TLDR;
The cdk-validator-cfnguard
extension can be used to prevent future findings within AWS services such as Security Hub
or Trusted Advisor
. This refers to findings such as subnets that assign automatically public IPs in public subnets or that have API gateways logging activated and many more. In short, it's about a lot of good practices about AWS. The package can be easily installed with your CDK app and with CICD systems such as Azure Dev Ops you can create meaningful reports in the pull request. This enables a transparent view of the code changes to build AWS infrastructure. Four caveats must be mentioned. First, ARM-based build servers are not yet supported. Second, the package does not support metadata to avoid false positives. Third, very large CDK apps might fail due to character limit. Fourth, it's still experimental. Nevertheless, the tool is a good alternative to Checkov or Stelligent.

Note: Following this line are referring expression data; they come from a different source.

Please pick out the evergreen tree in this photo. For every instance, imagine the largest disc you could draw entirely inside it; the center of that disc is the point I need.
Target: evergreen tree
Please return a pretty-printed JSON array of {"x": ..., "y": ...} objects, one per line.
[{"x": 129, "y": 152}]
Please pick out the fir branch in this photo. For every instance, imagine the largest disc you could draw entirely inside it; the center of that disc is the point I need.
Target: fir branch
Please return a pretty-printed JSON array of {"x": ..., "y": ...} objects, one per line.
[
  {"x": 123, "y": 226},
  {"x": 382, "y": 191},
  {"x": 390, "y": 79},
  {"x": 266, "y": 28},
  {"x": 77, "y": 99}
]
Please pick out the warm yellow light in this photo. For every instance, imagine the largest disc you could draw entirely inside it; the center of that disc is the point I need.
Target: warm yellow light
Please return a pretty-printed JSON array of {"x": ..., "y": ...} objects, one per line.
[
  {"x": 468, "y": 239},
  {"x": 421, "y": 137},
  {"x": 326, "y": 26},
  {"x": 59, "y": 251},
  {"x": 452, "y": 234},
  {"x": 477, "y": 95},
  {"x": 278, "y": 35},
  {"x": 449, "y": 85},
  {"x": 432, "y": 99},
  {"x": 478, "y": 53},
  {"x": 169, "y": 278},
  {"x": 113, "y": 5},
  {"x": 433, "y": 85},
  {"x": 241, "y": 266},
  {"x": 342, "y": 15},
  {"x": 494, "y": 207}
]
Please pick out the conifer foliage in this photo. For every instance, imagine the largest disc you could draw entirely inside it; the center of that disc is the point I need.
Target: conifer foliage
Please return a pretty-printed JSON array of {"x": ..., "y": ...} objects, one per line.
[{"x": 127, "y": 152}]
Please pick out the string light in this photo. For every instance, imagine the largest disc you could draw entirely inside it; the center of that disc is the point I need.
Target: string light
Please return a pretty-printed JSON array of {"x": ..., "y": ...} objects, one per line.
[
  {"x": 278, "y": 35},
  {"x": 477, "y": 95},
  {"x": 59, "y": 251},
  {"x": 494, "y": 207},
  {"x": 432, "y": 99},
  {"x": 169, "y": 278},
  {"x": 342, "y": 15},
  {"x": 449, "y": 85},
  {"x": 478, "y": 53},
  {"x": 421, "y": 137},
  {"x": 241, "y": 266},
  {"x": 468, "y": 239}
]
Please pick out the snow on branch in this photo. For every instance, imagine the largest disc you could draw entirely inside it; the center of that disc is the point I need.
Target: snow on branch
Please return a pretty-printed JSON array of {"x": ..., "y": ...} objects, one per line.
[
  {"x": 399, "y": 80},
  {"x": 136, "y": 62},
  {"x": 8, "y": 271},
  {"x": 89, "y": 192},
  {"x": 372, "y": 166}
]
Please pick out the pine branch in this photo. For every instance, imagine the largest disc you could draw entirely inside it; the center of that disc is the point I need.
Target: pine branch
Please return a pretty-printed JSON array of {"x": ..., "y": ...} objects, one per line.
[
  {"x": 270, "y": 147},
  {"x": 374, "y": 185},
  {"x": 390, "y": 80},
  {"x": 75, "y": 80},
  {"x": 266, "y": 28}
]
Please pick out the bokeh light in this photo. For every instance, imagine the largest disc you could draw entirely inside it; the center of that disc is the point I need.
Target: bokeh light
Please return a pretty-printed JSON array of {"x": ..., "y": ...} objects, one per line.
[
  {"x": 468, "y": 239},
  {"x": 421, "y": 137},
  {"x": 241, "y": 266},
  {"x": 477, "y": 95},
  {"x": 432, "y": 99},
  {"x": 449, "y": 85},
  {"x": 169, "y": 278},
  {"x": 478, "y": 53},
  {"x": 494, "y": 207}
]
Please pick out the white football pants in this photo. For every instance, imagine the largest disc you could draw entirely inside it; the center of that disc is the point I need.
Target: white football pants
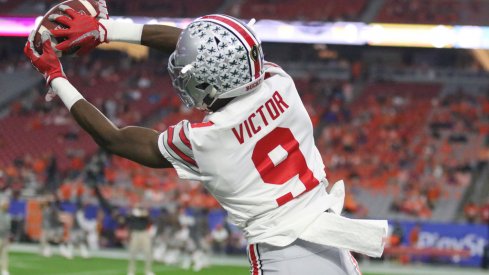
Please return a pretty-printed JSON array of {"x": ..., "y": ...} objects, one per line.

Shifting Your Cloud Security to the Left
AWS services are subject to constant change. This applies not only to their properties, but also to the models in which they should be used. For the AWS customer, this results in the problem of keeping up or making good decisions not to do so. Infrastructure that has already been deployed can be examined using various tools. Prowler is one of them, but AWS also offers several services for this purpose. The most strategically important is certainly the Security Hub service. Various findings from many other services are aggregated here, which can affect both the infrastructure (e.g. AWS Config) and the software (e.g. AWS Inspector).
If you now use these services to fix the infrastructure findings, a drift occurs that is not always easy to fix. It is better to check for possible problems before the actual deployment. This approach is called “Shift-Left”. This can be done with the package cdk-validator-cfnguard. It's based on the CloudFormation Guard package.
After adding the packet, cdk synth
command checks the current deployment against all rules by the AWS Control Tower. A file (./cdk.out/policy-validation-report.json
) is created that provides information about policy violations.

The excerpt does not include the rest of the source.